NFS, AFS, Sprite FS

From Soma-notes
Revision as of 16:29, 23 October 2008 by Ndickson (talk | contribs) (Finished posting notes on NFS/AFS/SpriteFS/DSM)
(diff) ← Older revision | Latest revision (diff) | Newer revision → (diff)
Jump to navigation Jump to search

Readings

Questions

  1. What were the key design goals of NFS, AFS, and Sprite's FS?
  2. How well did they achieve their goals?
  3. What are their limitations?
  4. How suitable are these filesystems in modern small networks? Enterprise networks? Internet-scale applications? Why?

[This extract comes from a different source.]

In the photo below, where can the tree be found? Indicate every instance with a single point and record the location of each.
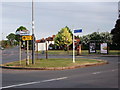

Notes from this and the previous week

Two main things to consider about new ideas for systems:

  • mental models
  • controls

Are these solving some problem better than existing things, and are they better enough to overcome the disadvantages?

Bell Labs

  • tried to turn everything into a file
  • wanted to make OS easier to use for programmers of their systems
  • "simple" common API/protocol for I/O & IPC resources; "radical network transparency"
  • focus on process communication
  • portability
  • code reuse (of their own code), but ignored legacy code problem
  • "laziness" & "generality"
  • move from centralized to distributed computing to make use of the individual machines
  • resource utilization / efficiency
  • with Plan 9, you don't know when you're using a network (network transparency), because everything is just a file
    • is the overhead consistent? not always: this means that one can't predict how "file" accesses will perform in the field
    • reliability of "file" access relies on reliability of network and remote machines

DSM

  • tried to turn everything into RAM
  • wanted to make programming easier by not having to deal with sending data
  • resource utilization / efficiency (while still being DSM, as much as those conflict)
  • focus on a class of problems (not as general)
  • an abstraction of system resources ("is it the right abstraction?")
  • with DSM, you don't know when you're using a network (network transparency), because everything is just memory
    • is the overhead consistent? no: this means that one can't predict how programs will perform in the field
    • reliability of programs relies on reliability of network and remote machines

With hardware-based DSM: processor doesn’t know what pages do and don’t need to be secure. It's also not a portable system design.